Henry N. Ginsberg, MD
Dr Ginsberg is the Irving Professor of Medicine at Columbia University College of Physicians and Surgeons, an Associate Dean for Clinical and Translational Research, and the Director of the Irving Institute for Clinical and Translational Research at Columbia University Medical Center, New York, New York.
At least 95% of people with type-2 diabetes are insulin resistant. In the adipose tissue, insulin-resistant cells release fatty acids, increasing fatty acid flux to the liver resulting in transformation of the excess into triglycerides (TG). The liver unloads the TG by combining with an Apolipoprotein B (ApoB), to produce very low density lipoprotein (VLDL). A basic central abnormality of people with a diabetic or insulin resistant dyslipidemia is increased production and secretion of VLDL. Overproduction of VLDL leads to increased levels of TG, via an exchange process mediated by cholesteryl ester transfer protein (CETP), resulting in low levels of high-density lipoprotein cholesterol (HDL-C) and Apolipoprotein A-I (apoA-1), and the generation of small, dense low density lipoprotein (LDL). Patients with diabetes or metabolic syndrome show a wide range of TG levels, due to the number of different modulators of lipoprotein lipase (LPL), the lipolytic enzyme essential for normal hydrolysis of TG in VLDL and variations in the LPL gene affecting these functions.
This type of patient must first be treated with a statin. There are three main possibilities for treating the rest of the lipid profile plus PPARγ agonists, such as pioglitazone, which has been shown to lower TG and raise HDL-C, with variable effects on LDL-C. Niacin is probably the best lipid modulator currently available. The Arterial Disease Multiple Intervention Trial (ADMIT) and Assessment of Diabetes Control and Evaluation of the Efficacy of Niaspan Trial (ADVENT) studies suggested that niacin can be efficacious in patients with existing, treated diabetes; however, it may cause an increase in blood glucose or worsening of diabetic control. A secondary analysis of HDL-Atherosclerosis Treatment Study (HATS) trials showed that patients on niacin had an increase in glucose compared with placebo. Two critical hard outcome trials with niacin that will provide more information are Atherothrombosis Intervention in Metabolic Syndrome with Low HDL/High Triglycerides: Impact on Global Health (AIM-HIGH) and Heart Protection Study 2 Treatment of HDL to Reduce the Incidence of Vascular Events (HPS2-THRIVE). Omega-3 fatty acids (eicosapentaenoic acid [EPA] and docosahexaenoic acid [DHA]) lower TG by 25-35% at a dose of 4 mg/day. From animal and cell models, it is known that omega-3 fatty acids can cause apoB to be degraded, and in humans studies both TG and apoB secretion are reduced by large doses of omega-3 fatty acids.

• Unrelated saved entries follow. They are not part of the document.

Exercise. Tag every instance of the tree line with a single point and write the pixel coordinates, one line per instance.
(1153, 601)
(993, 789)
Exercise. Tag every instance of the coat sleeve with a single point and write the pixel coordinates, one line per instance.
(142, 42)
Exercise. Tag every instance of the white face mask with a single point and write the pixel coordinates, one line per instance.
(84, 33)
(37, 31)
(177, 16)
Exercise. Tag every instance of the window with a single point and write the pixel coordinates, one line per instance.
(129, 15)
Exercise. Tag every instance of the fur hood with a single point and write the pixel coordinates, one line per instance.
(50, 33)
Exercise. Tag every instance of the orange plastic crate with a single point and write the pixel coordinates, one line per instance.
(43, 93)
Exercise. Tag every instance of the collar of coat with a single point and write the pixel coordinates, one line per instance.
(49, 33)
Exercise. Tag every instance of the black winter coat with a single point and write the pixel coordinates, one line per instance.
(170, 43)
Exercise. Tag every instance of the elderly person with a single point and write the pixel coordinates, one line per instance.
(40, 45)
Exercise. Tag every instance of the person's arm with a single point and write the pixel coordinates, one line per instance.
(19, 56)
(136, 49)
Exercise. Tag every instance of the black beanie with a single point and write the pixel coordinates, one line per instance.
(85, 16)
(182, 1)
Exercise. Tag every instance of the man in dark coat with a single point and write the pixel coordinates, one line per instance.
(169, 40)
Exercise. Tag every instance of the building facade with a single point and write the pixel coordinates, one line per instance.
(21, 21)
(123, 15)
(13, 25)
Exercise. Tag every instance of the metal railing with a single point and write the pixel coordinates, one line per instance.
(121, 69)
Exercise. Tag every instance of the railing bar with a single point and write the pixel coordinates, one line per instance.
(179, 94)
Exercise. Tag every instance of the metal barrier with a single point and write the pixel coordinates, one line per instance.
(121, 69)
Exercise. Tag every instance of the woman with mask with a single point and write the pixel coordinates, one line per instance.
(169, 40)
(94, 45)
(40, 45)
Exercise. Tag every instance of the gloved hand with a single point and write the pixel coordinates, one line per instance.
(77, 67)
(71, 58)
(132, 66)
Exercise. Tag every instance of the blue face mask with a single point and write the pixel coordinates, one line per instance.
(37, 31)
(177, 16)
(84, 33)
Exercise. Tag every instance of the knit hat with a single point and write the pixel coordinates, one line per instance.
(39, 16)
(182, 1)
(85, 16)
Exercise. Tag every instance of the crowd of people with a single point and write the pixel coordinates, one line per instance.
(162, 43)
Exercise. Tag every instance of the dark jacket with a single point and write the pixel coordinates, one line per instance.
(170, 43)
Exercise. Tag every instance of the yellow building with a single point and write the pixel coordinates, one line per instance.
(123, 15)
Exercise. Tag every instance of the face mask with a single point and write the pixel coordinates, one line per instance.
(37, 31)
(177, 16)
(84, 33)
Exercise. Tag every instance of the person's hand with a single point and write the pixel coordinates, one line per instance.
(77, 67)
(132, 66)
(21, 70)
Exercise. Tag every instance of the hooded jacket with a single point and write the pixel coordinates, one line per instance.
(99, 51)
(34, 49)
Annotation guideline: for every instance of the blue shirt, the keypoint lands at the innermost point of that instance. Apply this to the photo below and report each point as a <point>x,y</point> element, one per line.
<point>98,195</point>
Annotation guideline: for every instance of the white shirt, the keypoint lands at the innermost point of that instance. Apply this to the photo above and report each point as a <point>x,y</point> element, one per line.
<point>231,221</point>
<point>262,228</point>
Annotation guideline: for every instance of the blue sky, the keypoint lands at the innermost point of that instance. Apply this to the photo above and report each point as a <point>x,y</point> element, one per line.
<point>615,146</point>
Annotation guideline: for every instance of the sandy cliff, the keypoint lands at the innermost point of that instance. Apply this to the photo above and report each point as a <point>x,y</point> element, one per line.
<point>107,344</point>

Fibrates act as PPARγ receptor agonists that reduce TG by 35-50% and raise HDL-C by 35-50% in patients with high TG and low HDL-C. Clinical trials with fenofibrate produced variable results in preventing cardiovascular (CV) outcomes. The Action to Control Cardiovascular Risk in Diabetes (ACCORD) Lipid trial, which looked at fenofibrate plus simvastatin versus simvastatin alone in diabetic patients, was designed before the Bezafibrate Infarction Prevention (BIP) or Fenofibrate Intervention and Event Lowering in Diabetes (FIELD) Study results became available. The trial showed a non-significant 8% reduction in major fatal or nonfatal CV events with fenofibrate.1 Subgroup analyses showed that women did less well than men, although there was no basis for this finding. Patients with TG levels in the highest third (≥ 204 mg/dL) and HDL-C level in the lowest third (≤ 34 mg/dL) (dyslipidemic subgroup), which made up 17% of the cohort, had 31% reduction in the primary outcome, whereas the other 83% without dyslipidemia had no benefit, with no effect of fenofibrate on their lipid profile. This finding was consistent with post-hoc analyses of the Helsinki Heart Study, BIP, and FIELD, where post-hoc analyses showed better benefit in dyslipidemics, than in the overall group, or the only benefit compared with nonstatistically significant outcomes in the overall group.
Dr Ginsberg concluded that in statin/multidrug treated patients, it worthwhile adding a fibrate if they have significant dyslipidemia, with TG >200 mg/dL, HDL-C <35 mg/dL (40 mg/dL) in women. This is about 10% of Caucasian population (less in nonwhites). Dr. Ginsberg noted that data suggests that only 2-3% of that 10% are being treated with that combination.